Pascal emploie aussi le mot incliner pour désigner les tendances qui s’imposent au cœur corrompu. Voir Prière pour demander à Dieu le bon usage des maladies, § XIII. « Ôtez donc de moi, Seigneur, la tristesse que l’amour de moi-même me pourrait donner de mes propres souffrances, et des choses du monde qui ne réussissent pas au gré des inclinations de mon cœur, qui ne regardent pas votre gloire ; mais mettez en moi une tristesse conforme à la vôtre. Que mes souffrances servent à apaiser votre colère. Faites-en une occasion de mon salut et de ma conversion. Que je ne souhaite désormais de santé et de vie qu’afin de l’employer et la finir pour vous, avec vous et en vous.
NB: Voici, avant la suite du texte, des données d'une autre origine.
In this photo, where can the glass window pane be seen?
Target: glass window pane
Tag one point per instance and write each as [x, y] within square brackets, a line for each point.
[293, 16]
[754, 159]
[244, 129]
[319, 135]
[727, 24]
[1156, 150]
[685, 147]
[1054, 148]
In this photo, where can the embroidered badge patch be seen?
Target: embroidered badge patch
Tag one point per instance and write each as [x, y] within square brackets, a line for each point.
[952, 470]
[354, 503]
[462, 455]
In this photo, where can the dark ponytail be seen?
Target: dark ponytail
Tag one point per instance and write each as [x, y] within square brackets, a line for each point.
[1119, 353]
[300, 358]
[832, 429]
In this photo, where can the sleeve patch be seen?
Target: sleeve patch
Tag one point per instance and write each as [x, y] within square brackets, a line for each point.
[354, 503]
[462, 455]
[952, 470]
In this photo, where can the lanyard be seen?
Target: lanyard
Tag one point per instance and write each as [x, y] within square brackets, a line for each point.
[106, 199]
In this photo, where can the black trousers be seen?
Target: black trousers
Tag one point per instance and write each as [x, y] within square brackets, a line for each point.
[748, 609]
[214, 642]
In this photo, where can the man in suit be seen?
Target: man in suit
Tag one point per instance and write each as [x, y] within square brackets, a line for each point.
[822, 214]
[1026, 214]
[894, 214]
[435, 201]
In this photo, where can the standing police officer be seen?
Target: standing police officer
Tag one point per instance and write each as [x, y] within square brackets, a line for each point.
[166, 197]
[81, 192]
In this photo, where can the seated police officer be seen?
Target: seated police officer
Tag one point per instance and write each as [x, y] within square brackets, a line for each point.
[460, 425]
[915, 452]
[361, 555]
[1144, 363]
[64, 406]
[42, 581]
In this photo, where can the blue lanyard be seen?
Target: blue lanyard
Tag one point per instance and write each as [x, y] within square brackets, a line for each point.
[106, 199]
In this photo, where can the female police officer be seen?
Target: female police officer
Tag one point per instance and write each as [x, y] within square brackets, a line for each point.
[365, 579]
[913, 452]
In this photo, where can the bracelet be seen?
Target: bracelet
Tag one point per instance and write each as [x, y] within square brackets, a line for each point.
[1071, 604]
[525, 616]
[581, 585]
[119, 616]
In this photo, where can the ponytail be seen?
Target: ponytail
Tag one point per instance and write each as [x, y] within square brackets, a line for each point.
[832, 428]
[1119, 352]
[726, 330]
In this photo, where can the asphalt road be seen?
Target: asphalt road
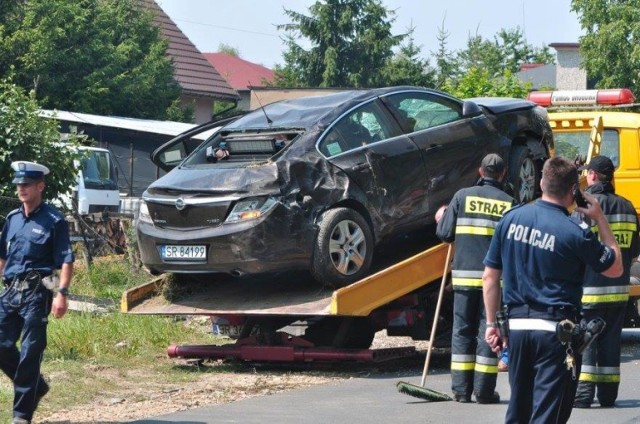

Je ne vous demande ni santé, ni maladie, ni vie, ni mort ; mais que vous disposiez de ma santé et de ma maladie, de ma vie et de ma mort, pour votre gloire, pour mon salut et pour l’utilité de l’Église et de vos saints, dont j’espère par votre grâce faire une portion. Vous seul savez ce qui m’est expédient : vous êtes le souverain maître, faites ce que vous voudrez. Donnez-moi, ôtez-moi ; mais conformez ma volonté à la vôtre ; et que, dans une soumission humble et parfaite et dans une sainte confiance, je me dispose à recevoir les ordres de votre providence éternelle, et que j’adore également tout ce qui me vient de vous. »

Le mot doit être compris aussi de l’attirance invincible que la grâce exerce sur la volonté de l’homme pécheur pour susciter en lui la foi et la bonne volonté.

Voir le commentaire de la Bible de Port-Royal sur ce verset : « Je m’adresse à vous, mon Dieu, comme au maître de mon cœur, et reconnaissant l’impuissance où je suis sans vous pour toute sorte de bien, je vous demande que vous le fassiez pencher par le secours, de votre grâce du côté de votre loi, qui renferme les témoignages de votre amour, et non du côté de l’avarice. Quand je vous demande que vous le penchiez du côté de votre loi, je vous demande que vous lui inspiriez une forte volonté de l’accomplir, et que vous y répandiez par votre Esprit saint la charité qui est la fin et l’accomplissement de la loi. C’est cet amour, ô mon Dieu, que je reconnais qui n’est point en ma puissance dans votre grâce ».

Laf. 821, Sel. 661. Car il ne faut pas se méconnaître, nous sommes automate autant qu’esprit. Et de là vient que l’instrument par lequel la persuasion se fait n’est pas la seule démonstration. Combien y a-t-il peu de choses démontrées ? Les preuves ne convainquent que l’esprit, la coutume fait nos preuves les plus fortes et les plus crues. Elle incline l’automate qui entraîne l’esprit sans qu’il y pense. Qui a démontré qu’il sera demain jour et que nous mourrons, et qu’y a-t-il de plus cru ? C’est donc la coutume qui nous en persuade. C’est elle qui fait tant de chrétiens, c’est elle qui fait les Turcs, les païens, les métiers, les soldats, etc. Il y a la foi reçue dans le baptême de plus aux chrétiens qu’aux païens. Enfin il faut avoir recours à elle quand une fois l’esprit a vu où est la vérité afin de nous abreuver et nous teindre de cette créance qui nous échappe à toute heure, car d’en avoir toujours les preuves présentes c’est trop d’affaire. Il faut acquérir une créance plus facile qui est celle de l’habitude qui sans violence, sans art, sans argument nous fait croire les choses et incline toutes nos puissances à cette croyance, en sorte que notre âme y tombe naturellement. Quand on ne croit que par la force de la conviction et que l’automate est incliné à croire le contraire ce n’est pas assez. Il faut donc faire croire nos deux pièces, l’esprit par les raisons qu’ils suffit d’avoir vues une fois en sa vie et l’automate par la coutume, et en ne lui permettant pas de s’incliner au contraire. Inclina cor meum Deus.

Sellier Philippe, Port-Royal et la littérature, I, Pascal, 2e éd., p. 211-220 sq. Voir p. 214 : rapprochement avec la fin du Mémorial.